How to make fried chicken sandwiches with acar slaw and sambal belacan
- Give fried chicken a Southeast Asian twist with spicy vegetable pickle
- The sambal belacan can be home-made or bought in jars

The marinade for these fried chicken sandwiches couldn’t be easier, but the slaw takes a little work. Acar is a Southeast Asian vegetable pickle, and every cook has their own recipe.
This one is made with ground aromatics that include chillies, shallots, garlic, galangal and turmeric, which are cooked with dried belacan (fermented shrimp paste), mustard seeds and tamarind pulp, before being mixed with salted cabbage and carrot.
While traditional cooks would use a mortar and pestle to pound the mixture of spices, it’s much easier to grind them in a high-speed blender.
Sambal belacan and coconut milk fried chicken sandwiches with acar slaw
Candlenuts can be difficult to source – look in shops specialising in Malaysian-Singaporean-Indonesian ingredients, where you’ll also find the belacan, sambal belacan and other ingredients.
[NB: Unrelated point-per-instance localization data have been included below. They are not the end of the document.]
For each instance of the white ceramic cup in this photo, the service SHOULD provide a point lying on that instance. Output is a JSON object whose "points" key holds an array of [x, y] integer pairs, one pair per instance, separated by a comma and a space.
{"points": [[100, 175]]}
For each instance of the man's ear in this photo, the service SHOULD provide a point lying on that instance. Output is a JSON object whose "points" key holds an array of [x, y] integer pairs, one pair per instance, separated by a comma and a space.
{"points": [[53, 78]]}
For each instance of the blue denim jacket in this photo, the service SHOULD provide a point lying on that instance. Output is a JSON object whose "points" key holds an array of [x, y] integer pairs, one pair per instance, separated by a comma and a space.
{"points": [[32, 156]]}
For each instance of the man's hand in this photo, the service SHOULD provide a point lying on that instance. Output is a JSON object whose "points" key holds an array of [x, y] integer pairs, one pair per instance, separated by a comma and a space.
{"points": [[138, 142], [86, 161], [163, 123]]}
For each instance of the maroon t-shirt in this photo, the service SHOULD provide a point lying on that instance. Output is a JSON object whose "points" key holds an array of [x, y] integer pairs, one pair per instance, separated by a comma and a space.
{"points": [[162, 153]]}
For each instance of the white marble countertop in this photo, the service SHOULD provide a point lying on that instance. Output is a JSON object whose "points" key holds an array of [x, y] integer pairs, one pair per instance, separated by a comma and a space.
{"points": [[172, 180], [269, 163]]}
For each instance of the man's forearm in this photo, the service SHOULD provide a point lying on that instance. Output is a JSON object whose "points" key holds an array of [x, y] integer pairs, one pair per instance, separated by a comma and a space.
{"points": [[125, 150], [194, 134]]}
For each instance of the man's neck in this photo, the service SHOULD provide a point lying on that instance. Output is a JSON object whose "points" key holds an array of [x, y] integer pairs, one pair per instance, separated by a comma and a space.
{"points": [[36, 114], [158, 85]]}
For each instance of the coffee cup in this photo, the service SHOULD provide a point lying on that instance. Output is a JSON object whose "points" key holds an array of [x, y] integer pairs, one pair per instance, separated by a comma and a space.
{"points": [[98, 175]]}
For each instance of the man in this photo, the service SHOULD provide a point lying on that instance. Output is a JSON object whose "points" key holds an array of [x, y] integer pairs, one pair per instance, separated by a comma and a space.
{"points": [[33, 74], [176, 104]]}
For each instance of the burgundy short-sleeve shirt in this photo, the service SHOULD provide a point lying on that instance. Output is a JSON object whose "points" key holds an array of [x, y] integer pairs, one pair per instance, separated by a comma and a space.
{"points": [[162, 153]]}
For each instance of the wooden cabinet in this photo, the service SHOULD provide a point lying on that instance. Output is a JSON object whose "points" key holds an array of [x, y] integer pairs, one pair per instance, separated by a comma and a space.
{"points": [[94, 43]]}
You can substitute macadamia nuts.
If you can’t find fresh galangal, use the juicy lower part (about 8cm) of a lemongrass stalk. Lightly crush the length of the stalk, then slice it as thinly as possible before grinding with the other aromatics.
Boneless chicken thighs are not always easy to find – shops usually sell boneless legs, with the drumstick attached. I buy bone-in thighs and remove the bones myself; it takes less than a minute for each one.